District staff member Carmen presented the district's approach to universal Tier 1 instruction as part of its MTSS (multi-tiered system of supports) and High Reliability Schools work. The presentation described five building blocks for universal instruction: time and opportunity, assessment for learning, priority standards and behavior expectations, instructional practices, and instructional materials and curriculum review.
Carmen said the district uses universal screeners three times a year (fall, winter, spring) to monitor whether students are on track for the Iowa assessment, and PLC cycles structured around four questions to evaluate student learning and plan supports for students who are below or exceeding proficiency. The district's work includes a crosswalk of NASOT (new arts and science of teaching) strategies with AVID and SIOP to support ELL/multilingual learners and college-career readiness.

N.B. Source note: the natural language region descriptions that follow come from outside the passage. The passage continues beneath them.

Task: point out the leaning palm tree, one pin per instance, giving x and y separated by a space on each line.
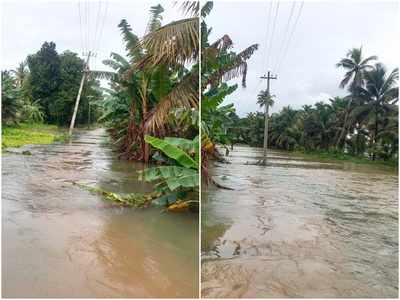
356 68
145 86
20 73
174 45
265 99
378 98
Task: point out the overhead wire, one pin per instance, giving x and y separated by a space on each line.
284 37
290 37
272 36
267 35
80 28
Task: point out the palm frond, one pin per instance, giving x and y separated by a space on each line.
190 8
132 41
206 9
172 44
184 94
102 75
155 18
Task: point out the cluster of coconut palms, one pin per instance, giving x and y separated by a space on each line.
363 123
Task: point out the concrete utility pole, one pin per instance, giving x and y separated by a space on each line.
268 77
78 98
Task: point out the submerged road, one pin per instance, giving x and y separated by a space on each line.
298 228
59 240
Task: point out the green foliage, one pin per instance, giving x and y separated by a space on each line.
32 112
10 99
24 134
44 69
138 200
174 148
182 175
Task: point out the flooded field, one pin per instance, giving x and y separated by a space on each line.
298 228
59 240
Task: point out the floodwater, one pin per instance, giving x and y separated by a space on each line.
299 228
59 240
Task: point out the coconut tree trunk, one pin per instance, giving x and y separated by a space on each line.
344 131
145 146
265 134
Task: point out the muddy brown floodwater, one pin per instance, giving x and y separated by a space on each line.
299 228
61 241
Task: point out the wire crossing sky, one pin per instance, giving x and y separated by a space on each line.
319 35
75 25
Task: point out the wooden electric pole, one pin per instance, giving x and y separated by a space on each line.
268 78
78 97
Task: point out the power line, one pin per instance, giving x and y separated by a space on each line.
267 34
97 45
285 35
80 27
273 33
291 36
97 24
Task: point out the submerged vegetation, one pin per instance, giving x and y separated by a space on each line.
151 107
219 64
25 134
363 124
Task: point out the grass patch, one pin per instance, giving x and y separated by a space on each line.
24 134
342 157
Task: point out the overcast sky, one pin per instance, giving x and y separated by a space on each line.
325 32
26 24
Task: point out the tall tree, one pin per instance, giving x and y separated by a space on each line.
45 74
355 67
378 98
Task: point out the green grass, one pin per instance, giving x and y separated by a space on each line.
335 156
24 134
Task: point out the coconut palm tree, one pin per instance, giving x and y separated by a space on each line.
21 73
147 86
355 67
264 99
377 99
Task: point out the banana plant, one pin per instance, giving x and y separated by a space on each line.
176 180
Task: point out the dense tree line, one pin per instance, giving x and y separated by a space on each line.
363 123
44 87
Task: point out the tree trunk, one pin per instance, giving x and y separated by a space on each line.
265 135
344 130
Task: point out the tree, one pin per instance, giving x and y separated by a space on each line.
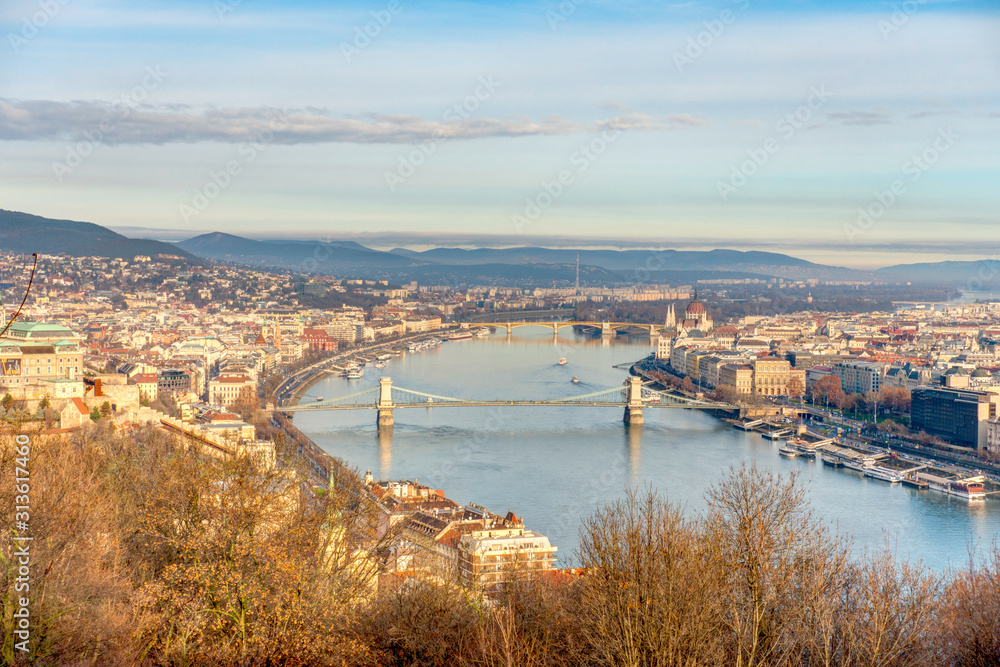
827 390
651 597
773 551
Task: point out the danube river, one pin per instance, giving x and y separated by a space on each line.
553 465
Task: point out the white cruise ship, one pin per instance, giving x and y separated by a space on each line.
884 474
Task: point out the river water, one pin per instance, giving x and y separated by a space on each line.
554 465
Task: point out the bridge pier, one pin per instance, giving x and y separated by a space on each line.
633 403
384 405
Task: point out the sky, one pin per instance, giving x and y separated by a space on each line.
859 134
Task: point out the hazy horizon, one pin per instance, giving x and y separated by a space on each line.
845 133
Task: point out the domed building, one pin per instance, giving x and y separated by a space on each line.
697 316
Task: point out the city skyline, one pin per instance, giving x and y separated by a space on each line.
696 125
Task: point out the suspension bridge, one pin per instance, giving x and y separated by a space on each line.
633 396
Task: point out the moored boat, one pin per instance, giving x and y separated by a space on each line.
832 460
884 474
967 490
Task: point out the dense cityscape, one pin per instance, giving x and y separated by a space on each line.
500 334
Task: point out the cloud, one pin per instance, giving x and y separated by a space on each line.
116 123
859 117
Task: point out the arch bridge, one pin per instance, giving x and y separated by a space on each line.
606 328
633 396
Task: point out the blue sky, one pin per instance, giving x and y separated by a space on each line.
853 133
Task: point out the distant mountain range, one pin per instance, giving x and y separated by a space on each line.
308 257
968 275
25 233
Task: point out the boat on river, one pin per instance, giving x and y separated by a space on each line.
884 474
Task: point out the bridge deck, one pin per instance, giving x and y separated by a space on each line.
482 404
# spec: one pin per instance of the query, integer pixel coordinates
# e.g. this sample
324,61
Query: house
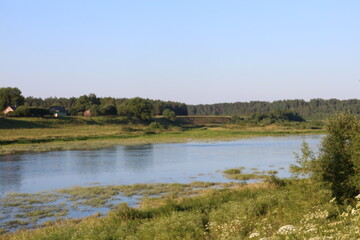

Carmen described the curriculum-review system as an eight-year cycle with annual audits and a year-two self-study committee that includes board members, teachers, parents and students; the district audits curriculum annually and does not wait eight years to make amendments. Board members asked how community requests to change curricular content would be handled; staff said such requests follow the curriculum-vetting rubric, are reviewed by instructional teams and administrators and can be incorporated in-year when vetted through the established process.
The presentation was informational; directors asked for more detail on Tier 2 and Tier 3 interventions at the next meeting.